Getting Involved with Camp

become a volunteer

Coniston volunteer opportunities are a fantastic way to connect to Camp. There is a wide array of ways to make Coniston the special place that it is. Volunteering can range from sitting on board sub-committee to helping clean up camp. Coniston’s strength is fostering community and volunteerism build a richer, more connected community.

Coniston volunteers can be anyone. It can be an alumni, a parent, friends of camp and even campers. Here are some ways for you to volunteer.

Our board of directors is comprised of over a dozen selected dedicated volunteers. They meet four times a year to review, discuss and plan the future. Learn more about them here.

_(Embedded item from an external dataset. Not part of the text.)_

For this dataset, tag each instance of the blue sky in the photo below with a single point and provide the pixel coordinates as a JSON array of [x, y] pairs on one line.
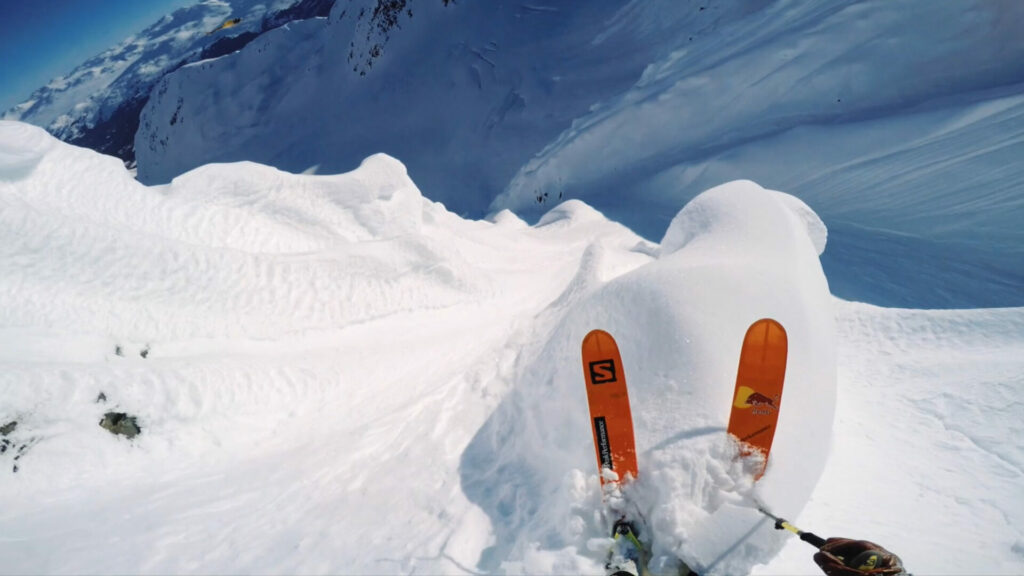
[[42, 39]]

The Coniston Ambassadors Program is a group of alumni and Coniston community members from around the country who represent Coniston in our larger communities and help keep others informed of Coniston’s vision. Ambassadors have the opportunity to be the first to know of updates and current events happening at Camp and are then able to pass on this information to the broader Coniston Community. Responsibilities of ambassadors range from organizing Coniston gatherings in their local area, raising awareness of Coniston events/fundraisers, and volunteering at check in days. If you are interested in becoming an ambassador reach out to lindsey@coniston.org.

Parent Ambassadors are Coniston community members whose children have gone or are going to camp for a number of years. These ambassador help educate new Coniston parents on what camp is like from the parent perspective and the experience sending their children to camp. Having your child attend Camp is not just a new experience for your child but you as well. Parent Ambassadors also host events in their local area. If you are interested in the Parent Ambassador program email lindsey@coniston.org.

In response to COVID-19 a Communications Committee was formed to support the communication needs for Camp. Without this committees support and hard work the Coniston Community would not be as well informed.

The committee is chaired by Board Member, Lynne Delise, and a group of highly talented communication and fundraising alumni. Members of the committee include:

Anna Kelsey, Grassroots Prospects Manager at Democratic National Committee
Liz Morris, MBA Candidate | The Tuck School of Business at Dartmouth and Formerly the Assistant Director of Planned Giving for Dana-Farber Cancer Institute
Joe Whelan, Assistant Director of Development, Regional & Global Programs at University of Delaware, MBA Candidate

Coniston recognizes the world’s need for career-ready young professionals. In fact, many of the skills learned at camp translate very well to career readiness such as communication skills, emotional intelligence and situational awareness. Because of this realization, Coniston hosts Career Networking events to better serve our community. At these events Coniston invites established professionals to serve as panelists and round table hosts who share about their professional experiences and how Camp intersects this journey. We have hosted events in Boston and New York City and are excited for more events. If you are a parent or an alumni and are interested in being a career networking panelist or countable host please contact lindsey@coniston.org.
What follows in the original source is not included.